Колюпанов, Биография А. И. Кошелева, т. I, кн. II, стр. 131.

По ходу нараставшего антагонизма, как и по ходу борьбы самого Шеллинга с Гегелем, сгущались и акцентировались религиозно-мистические моменты в системе русского шеллингианства.

В «разуме», в «логике» Гегеля русские шеллингианцы, повторяя самого Шеллинга, видели «логическую деятельность, отрешенную от всех других познавательных сил человека, кроме самых грубых, самых первых чувственных данных, и на них одних созидающую свои диалектические построения» (И. Киреевский).
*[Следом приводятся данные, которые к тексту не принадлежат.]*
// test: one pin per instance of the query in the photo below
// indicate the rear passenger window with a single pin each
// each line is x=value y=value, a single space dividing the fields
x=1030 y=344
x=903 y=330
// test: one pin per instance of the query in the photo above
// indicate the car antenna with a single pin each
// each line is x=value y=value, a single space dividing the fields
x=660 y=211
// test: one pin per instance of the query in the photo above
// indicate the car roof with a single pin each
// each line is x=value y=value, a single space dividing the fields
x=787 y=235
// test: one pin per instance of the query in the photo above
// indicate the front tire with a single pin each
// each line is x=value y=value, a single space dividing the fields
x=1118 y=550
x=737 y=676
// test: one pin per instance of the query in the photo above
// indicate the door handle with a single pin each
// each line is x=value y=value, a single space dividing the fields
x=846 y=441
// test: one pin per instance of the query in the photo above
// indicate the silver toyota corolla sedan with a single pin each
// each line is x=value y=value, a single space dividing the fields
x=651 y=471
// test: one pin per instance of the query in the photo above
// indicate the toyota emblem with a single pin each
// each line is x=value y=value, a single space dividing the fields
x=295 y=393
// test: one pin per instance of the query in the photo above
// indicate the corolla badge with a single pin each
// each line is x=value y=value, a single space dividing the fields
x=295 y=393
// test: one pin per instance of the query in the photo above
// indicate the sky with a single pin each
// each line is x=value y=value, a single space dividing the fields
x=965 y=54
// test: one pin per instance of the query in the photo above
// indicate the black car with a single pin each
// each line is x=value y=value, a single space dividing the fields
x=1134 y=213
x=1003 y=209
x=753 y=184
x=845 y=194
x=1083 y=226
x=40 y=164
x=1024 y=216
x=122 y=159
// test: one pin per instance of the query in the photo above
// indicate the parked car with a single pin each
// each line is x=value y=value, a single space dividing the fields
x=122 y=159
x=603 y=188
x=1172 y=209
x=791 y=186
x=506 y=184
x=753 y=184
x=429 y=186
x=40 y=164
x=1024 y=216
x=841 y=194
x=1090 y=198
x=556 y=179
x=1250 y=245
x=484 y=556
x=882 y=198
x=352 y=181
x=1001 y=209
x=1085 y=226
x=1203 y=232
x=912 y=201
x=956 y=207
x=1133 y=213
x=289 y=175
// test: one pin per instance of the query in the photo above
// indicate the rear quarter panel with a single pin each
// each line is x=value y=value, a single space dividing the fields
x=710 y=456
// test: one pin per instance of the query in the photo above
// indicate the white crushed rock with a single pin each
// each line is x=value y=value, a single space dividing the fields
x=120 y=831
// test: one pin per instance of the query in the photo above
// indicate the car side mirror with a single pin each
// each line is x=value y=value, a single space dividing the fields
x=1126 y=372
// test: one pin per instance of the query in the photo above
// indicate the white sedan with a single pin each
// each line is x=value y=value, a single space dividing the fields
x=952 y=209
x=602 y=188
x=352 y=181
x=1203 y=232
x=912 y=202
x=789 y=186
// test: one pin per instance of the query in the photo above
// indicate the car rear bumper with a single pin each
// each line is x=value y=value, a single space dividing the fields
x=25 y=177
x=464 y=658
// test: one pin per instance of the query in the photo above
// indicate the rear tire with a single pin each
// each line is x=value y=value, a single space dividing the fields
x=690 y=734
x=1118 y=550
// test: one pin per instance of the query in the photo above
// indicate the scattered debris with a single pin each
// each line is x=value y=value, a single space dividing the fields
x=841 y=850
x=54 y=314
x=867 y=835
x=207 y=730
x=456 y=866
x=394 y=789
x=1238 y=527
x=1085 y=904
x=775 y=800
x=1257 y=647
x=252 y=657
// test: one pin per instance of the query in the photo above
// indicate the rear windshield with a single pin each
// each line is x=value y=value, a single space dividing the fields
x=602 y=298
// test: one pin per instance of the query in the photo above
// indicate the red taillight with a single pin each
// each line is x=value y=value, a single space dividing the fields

К другим «данным», оставленным в пренебрежении философией Гегеля, московские шеллингианцы 30-х годов относили прежде всего эстетическое чувство, трактуемое ими как заложенный в человеке и независимый от логической деятельности рассудка «познавательный инстинкт». В 30-е годы в центре внимания русской философской мысли, так же как и в 20-е, еще стояли вопросы искусства. Однако уж само эстетическое начало понимается здесь как производное от религиозного. [195]

195

См. С. Шевырев, История поэзии. М., 1835, стр. 128–129.

Предрекая в «Последнем поэте» гибель подлинного искусства:

Исчезнули при свете просвещенья Поэзии младенческие сны, И не о ней хлопочут поколенья, Промышленным заботам преданы…

противопоставляя «сны улыбчатые» и «отрадные откровения сострадательных небес» – «хладным думам», Баратынский отражал общественную антибуржуазную позицию своего круга, двигаясь при этом в русле присущих этому кругу философско-эстетических образов и представлений.